The president’s counselor, Kellyanne Conway, and personal lawyer, Rudy Giuliani, faulted the presumptive incoming House speaker, Nancy Pelosi of California, for leaving for Hawaii while the government was partly shuttered. They blamed Democrats for not reaching out to forge a compromise.
“Those who have completely walked away from the table are doing no justice to the people of this country,” Conway said on “State of the Union” on Sunday morning.
People close to Trump consider his statement about owning a shutdown regrettable. But White House officials and others close to the president also believe that a shutdown is unlikely to help Pelosi as she takes over as part of the new House majority, and that Democratic officials risk looking unreasonable.
Pelosi allies say that they think the shutdown will help her look like the adult in the room, because she is going to quickly move to end it, demonstrating that Democrats are serious about governing.
Conway did not rule out a presidential veto of the bill the House Democrats plan to advance.
“It depends what’s in it,” she said.
Sen. Richard Shelby, RAla., who is chairman of the Appropriations Committee, said the Senate would not take up the House bill unless Trump backed it. Sounding frustrated, Shelby used an appearance on CBS’ “Face the Nation” to appeal to the president and Democrats to quit pointing fingers at one another.
“Whether it’s the president tweeting and blaming somebody or blaming the Democrats or whether it’s the Democrats blaming the president, it’s brought us to the impasse that we are today,” he said.

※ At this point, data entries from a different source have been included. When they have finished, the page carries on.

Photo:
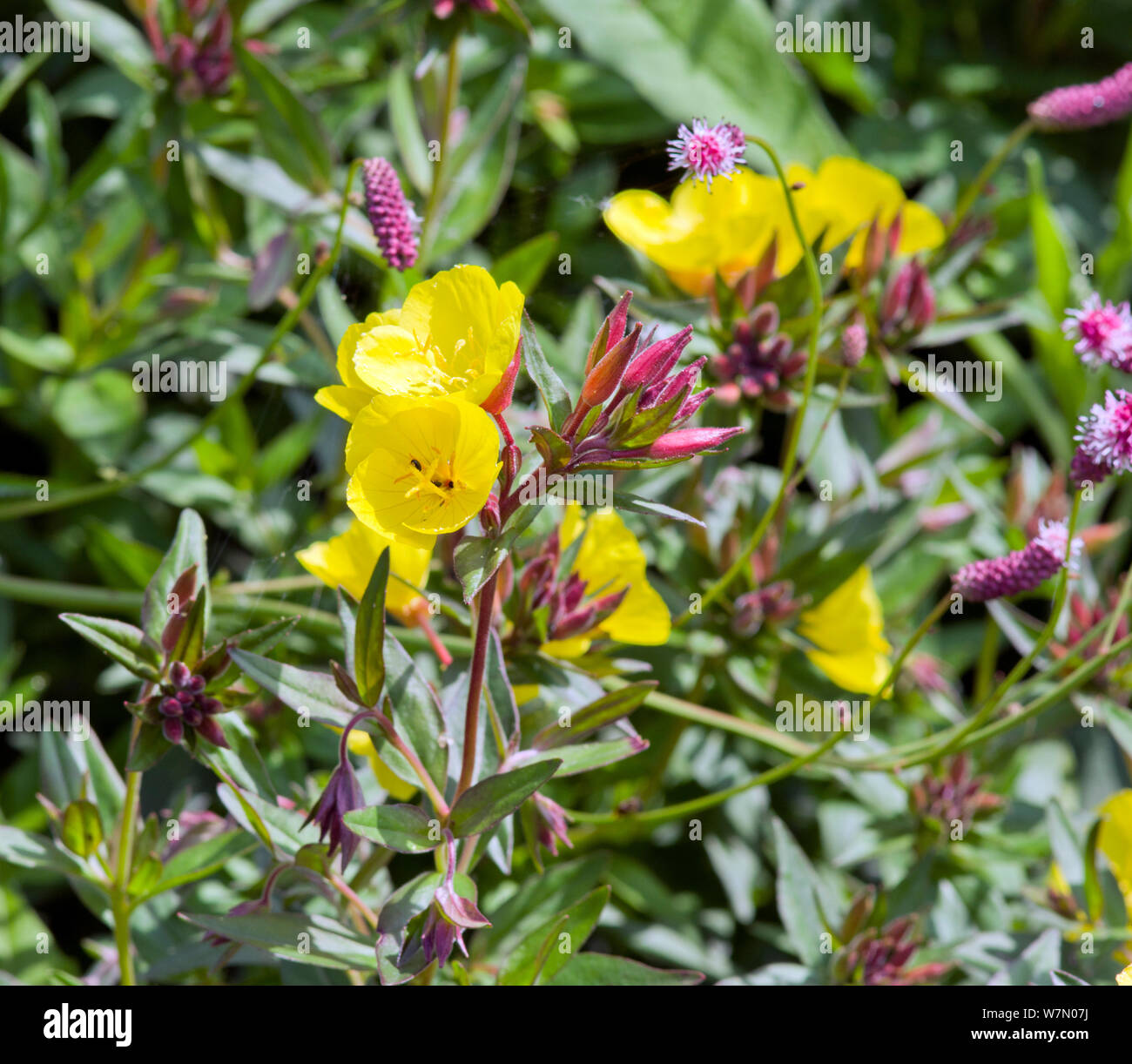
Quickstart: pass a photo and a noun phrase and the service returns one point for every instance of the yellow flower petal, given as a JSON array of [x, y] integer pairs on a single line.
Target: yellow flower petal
[[362, 745], [847, 629], [610, 559], [428, 465], [347, 561]]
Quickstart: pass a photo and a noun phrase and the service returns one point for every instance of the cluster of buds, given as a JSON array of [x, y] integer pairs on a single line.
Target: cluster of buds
[[1083, 618], [952, 796], [759, 361], [441, 926], [182, 705], [199, 60], [879, 955], [772, 603], [908, 305], [634, 404], [556, 608]]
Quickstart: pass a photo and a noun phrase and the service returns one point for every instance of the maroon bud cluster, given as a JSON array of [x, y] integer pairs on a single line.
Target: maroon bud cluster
[[879, 957], [182, 705], [759, 362], [773, 603], [954, 795], [908, 305]]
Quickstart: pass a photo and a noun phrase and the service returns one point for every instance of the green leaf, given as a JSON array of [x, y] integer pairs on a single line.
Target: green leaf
[[637, 505], [111, 37], [82, 827], [527, 264], [550, 387], [369, 634], [401, 827], [307, 939], [600, 969], [542, 954], [796, 891], [596, 714], [189, 547], [120, 641], [407, 128], [686, 63], [293, 131], [476, 558], [491, 799]]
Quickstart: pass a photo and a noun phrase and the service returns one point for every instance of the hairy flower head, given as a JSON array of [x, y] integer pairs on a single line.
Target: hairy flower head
[[419, 468], [455, 335]]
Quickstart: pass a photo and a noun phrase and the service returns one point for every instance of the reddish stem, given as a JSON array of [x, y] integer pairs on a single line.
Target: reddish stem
[[475, 683]]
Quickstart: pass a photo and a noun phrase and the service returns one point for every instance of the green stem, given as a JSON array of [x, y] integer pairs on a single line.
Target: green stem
[[120, 901], [967, 200], [917, 635], [451, 94], [120, 481], [792, 449]]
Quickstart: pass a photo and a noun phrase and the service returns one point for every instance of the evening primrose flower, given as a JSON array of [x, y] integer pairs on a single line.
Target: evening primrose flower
[[846, 196], [347, 561], [721, 229], [420, 468], [847, 629], [610, 562], [455, 335]]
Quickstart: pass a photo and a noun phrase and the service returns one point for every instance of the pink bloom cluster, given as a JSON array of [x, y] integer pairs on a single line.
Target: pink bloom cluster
[[705, 152], [1102, 333], [1104, 437], [389, 214], [1081, 106], [1020, 569]]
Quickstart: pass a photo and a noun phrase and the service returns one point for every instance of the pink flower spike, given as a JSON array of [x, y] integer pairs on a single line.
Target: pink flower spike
[[705, 152], [1081, 106], [1020, 569], [389, 214], [1104, 436], [1102, 333]]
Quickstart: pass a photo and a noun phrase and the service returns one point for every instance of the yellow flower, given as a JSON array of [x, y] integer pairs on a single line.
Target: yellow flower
[[728, 227], [847, 195], [454, 336], [724, 229], [347, 561], [847, 629], [1114, 840], [420, 467], [610, 561], [362, 745]]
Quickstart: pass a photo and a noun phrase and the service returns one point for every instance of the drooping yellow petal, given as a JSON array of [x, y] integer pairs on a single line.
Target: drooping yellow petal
[[847, 629], [362, 745], [428, 465], [610, 559], [347, 561]]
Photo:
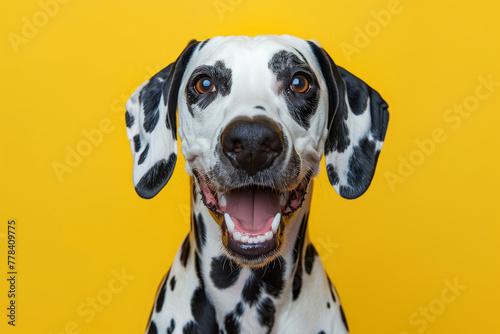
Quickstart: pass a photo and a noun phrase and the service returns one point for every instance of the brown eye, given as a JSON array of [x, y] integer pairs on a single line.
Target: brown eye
[[299, 84], [204, 85]]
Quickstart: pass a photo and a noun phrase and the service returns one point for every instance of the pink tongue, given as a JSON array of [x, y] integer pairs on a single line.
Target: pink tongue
[[253, 208]]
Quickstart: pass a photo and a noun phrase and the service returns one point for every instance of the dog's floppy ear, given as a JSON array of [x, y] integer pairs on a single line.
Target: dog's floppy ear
[[152, 128], [357, 122]]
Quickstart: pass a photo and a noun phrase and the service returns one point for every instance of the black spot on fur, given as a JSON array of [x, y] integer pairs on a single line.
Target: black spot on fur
[[137, 143], [197, 267], [144, 154], [191, 328], [152, 328], [331, 289], [221, 77], [361, 169], [150, 98], [156, 177], [203, 313], [297, 281], [356, 94], [333, 176], [270, 278], [172, 283], [299, 246], [251, 290], [161, 296], [300, 238], [171, 328], [203, 44], [224, 272], [239, 309], [231, 323], [185, 249], [129, 119], [338, 133], [311, 253], [342, 314], [266, 311], [172, 92], [285, 65], [200, 232]]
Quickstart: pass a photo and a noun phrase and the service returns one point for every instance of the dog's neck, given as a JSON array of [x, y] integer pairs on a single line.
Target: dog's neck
[[220, 276]]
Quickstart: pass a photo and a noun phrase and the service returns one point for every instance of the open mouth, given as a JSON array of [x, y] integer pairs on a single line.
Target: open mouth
[[252, 218]]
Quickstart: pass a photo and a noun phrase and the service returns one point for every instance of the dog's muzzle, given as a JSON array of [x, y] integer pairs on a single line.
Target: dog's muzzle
[[252, 216], [252, 145]]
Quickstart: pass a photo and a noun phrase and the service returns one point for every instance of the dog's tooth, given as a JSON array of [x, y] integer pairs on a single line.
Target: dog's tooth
[[222, 199], [276, 222], [282, 199], [229, 223]]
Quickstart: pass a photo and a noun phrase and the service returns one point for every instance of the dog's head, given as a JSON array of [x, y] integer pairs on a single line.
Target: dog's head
[[256, 116]]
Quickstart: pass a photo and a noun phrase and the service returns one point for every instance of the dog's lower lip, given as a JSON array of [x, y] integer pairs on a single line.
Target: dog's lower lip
[[252, 251]]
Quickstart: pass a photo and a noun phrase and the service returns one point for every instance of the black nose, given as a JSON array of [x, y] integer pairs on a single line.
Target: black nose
[[252, 145]]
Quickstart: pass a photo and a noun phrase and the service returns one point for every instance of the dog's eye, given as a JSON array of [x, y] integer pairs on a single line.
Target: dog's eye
[[204, 85], [299, 84]]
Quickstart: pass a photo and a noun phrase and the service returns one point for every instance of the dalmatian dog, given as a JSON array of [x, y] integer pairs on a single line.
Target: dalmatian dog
[[256, 116]]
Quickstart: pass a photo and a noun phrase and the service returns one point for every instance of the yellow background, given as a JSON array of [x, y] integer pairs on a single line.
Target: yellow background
[[390, 253]]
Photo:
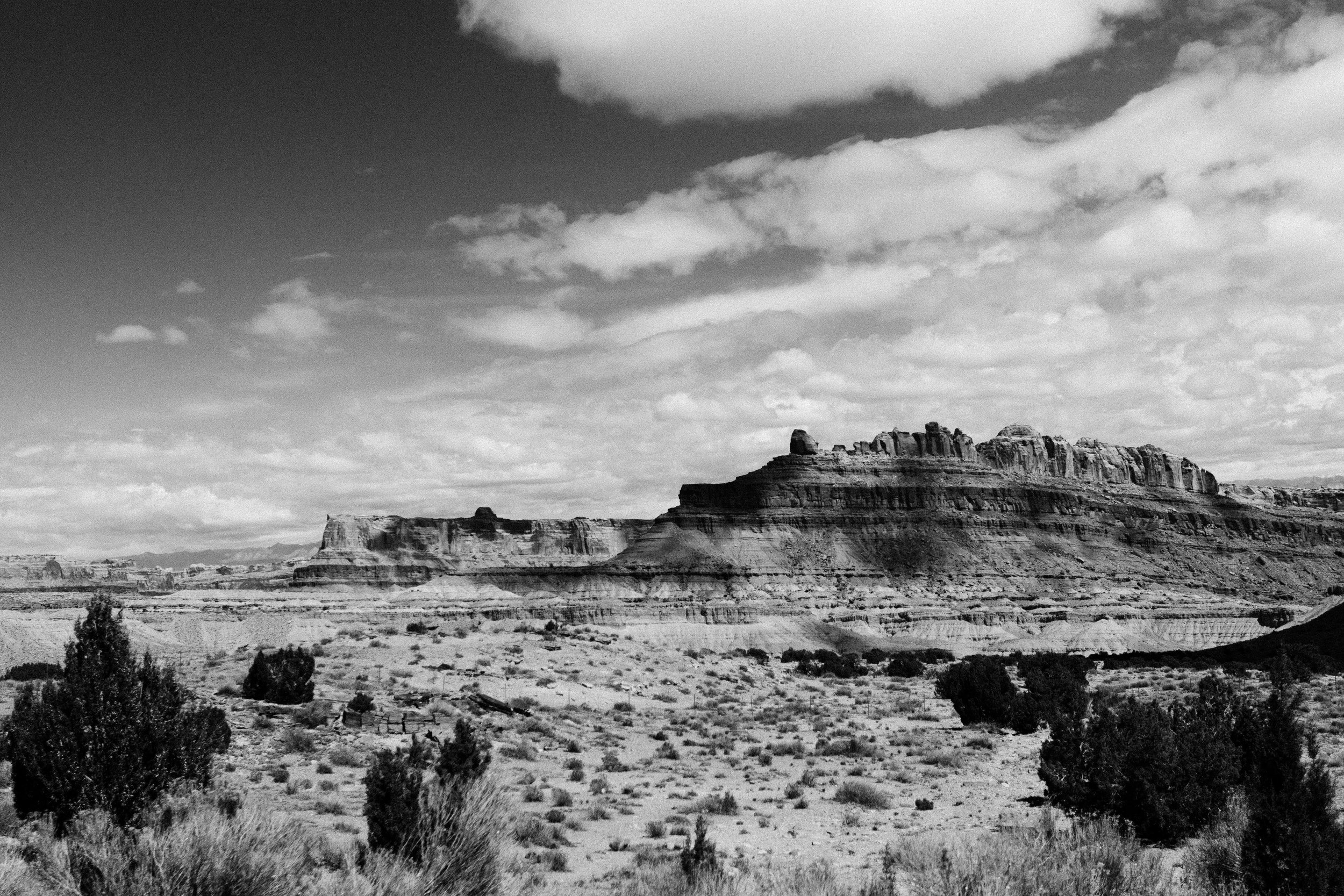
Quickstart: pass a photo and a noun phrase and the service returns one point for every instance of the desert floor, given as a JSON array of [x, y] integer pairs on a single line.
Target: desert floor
[[630, 741]]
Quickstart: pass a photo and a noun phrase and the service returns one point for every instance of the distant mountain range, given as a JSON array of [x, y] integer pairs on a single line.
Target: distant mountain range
[[218, 556], [1302, 483]]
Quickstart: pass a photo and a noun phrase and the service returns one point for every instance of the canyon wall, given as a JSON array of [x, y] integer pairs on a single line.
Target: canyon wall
[[1020, 542], [388, 551]]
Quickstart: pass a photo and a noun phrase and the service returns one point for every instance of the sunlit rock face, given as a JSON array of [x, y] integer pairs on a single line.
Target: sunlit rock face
[[401, 551], [1020, 542]]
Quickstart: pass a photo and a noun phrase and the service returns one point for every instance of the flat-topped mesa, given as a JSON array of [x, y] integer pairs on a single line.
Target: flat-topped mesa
[[1022, 449], [394, 550]]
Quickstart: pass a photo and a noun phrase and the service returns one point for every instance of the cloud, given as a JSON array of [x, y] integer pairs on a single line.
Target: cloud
[[294, 321], [695, 58], [1240, 121], [291, 323], [546, 328], [127, 334], [140, 334], [1171, 275]]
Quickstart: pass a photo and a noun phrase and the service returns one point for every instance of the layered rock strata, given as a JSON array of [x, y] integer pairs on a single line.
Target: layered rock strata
[[401, 551], [1022, 542]]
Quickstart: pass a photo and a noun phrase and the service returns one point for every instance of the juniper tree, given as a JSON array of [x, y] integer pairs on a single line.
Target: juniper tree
[[112, 735], [281, 676]]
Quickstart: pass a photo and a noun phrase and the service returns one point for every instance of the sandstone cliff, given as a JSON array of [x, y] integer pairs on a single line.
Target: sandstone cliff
[[1020, 542], [398, 551]]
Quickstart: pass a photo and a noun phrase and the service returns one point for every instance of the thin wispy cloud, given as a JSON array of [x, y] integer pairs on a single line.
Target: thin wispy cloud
[[139, 334], [695, 58]]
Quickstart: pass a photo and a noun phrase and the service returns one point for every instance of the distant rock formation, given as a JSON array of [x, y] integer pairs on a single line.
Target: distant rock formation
[[398, 551], [1022, 542], [1022, 449]]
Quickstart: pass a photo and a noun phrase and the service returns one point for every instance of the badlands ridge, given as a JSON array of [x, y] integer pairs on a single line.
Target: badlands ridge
[[926, 539]]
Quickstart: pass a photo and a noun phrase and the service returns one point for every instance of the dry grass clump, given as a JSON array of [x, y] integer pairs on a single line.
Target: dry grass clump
[[1049, 857], [863, 794], [667, 879], [199, 847]]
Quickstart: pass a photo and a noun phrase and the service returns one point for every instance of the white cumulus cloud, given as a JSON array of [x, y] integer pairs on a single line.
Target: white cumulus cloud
[[140, 334], [127, 334], [694, 58]]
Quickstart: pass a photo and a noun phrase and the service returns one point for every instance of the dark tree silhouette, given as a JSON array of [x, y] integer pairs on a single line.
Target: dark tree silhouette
[[113, 734], [979, 690], [281, 676]]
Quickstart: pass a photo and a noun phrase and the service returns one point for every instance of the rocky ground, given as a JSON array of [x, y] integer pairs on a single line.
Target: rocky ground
[[628, 741]]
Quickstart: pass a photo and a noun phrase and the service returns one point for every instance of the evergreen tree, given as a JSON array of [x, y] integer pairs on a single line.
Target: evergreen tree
[[1292, 844], [113, 734], [283, 676], [464, 758], [979, 690], [393, 798]]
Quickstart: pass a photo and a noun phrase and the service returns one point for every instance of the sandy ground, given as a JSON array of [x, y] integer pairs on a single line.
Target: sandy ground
[[628, 739]]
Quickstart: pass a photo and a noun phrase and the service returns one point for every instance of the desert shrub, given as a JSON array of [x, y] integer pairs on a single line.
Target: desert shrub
[[1166, 771], [979, 690], [393, 795], [1214, 862], [1055, 688], [112, 735], [466, 757], [256, 852], [699, 859], [863, 794], [848, 747], [717, 805], [904, 666], [283, 676], [10, 821], [523, 749], [1088, 857], [819, 663], [296, 741], [34, 672], [346, 755], [312, 714], [1292, 841]]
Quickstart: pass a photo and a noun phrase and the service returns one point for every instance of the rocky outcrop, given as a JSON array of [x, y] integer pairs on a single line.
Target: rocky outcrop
[[1022, 542], [1022, 449], [1321, 499], [389, 551]]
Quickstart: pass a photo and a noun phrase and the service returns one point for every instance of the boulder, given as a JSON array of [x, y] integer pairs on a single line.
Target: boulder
[[803, 444]]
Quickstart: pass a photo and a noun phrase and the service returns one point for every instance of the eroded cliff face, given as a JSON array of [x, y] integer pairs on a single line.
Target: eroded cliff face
[[389, 551]]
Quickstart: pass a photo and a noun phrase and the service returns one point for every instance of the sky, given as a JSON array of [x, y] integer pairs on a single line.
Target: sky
[[268, 262]]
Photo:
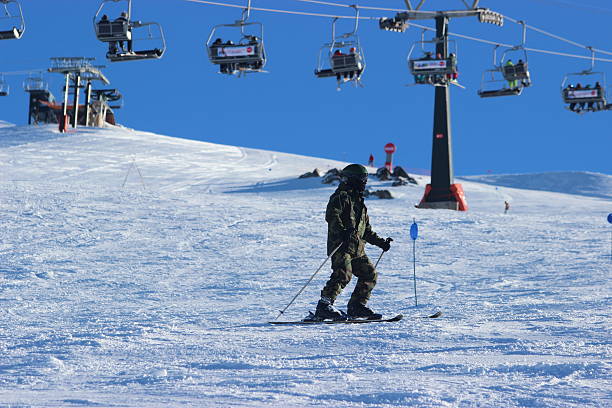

“Nobody’s going to win this kind of game,” Shelby said. “Nobody wins in a shutdown. We all lose and we kind of look silly.”
Negotiations stalled
Before leaving for the Christmas break, House Republicans pushed through a bill that included $5.7 billion for wall funding and border security, knowing such a measure would be dead on arrival in the Senate, where Republicans need Democratic votes to pass spending legislation.
Vice President Mike Pence and Mulvaney subsequently met with Sen. Chuck Schumer, D-N.Y., the minority leader, and offered a compromise: $2.5 billion for border security, including new fencing. Schumer countered with three different Democratic proposals, each of which would include $1.3 billion for fencing and border security.
Now, negotiations are at a standstill, with each side insisting the ball is in the other’s court.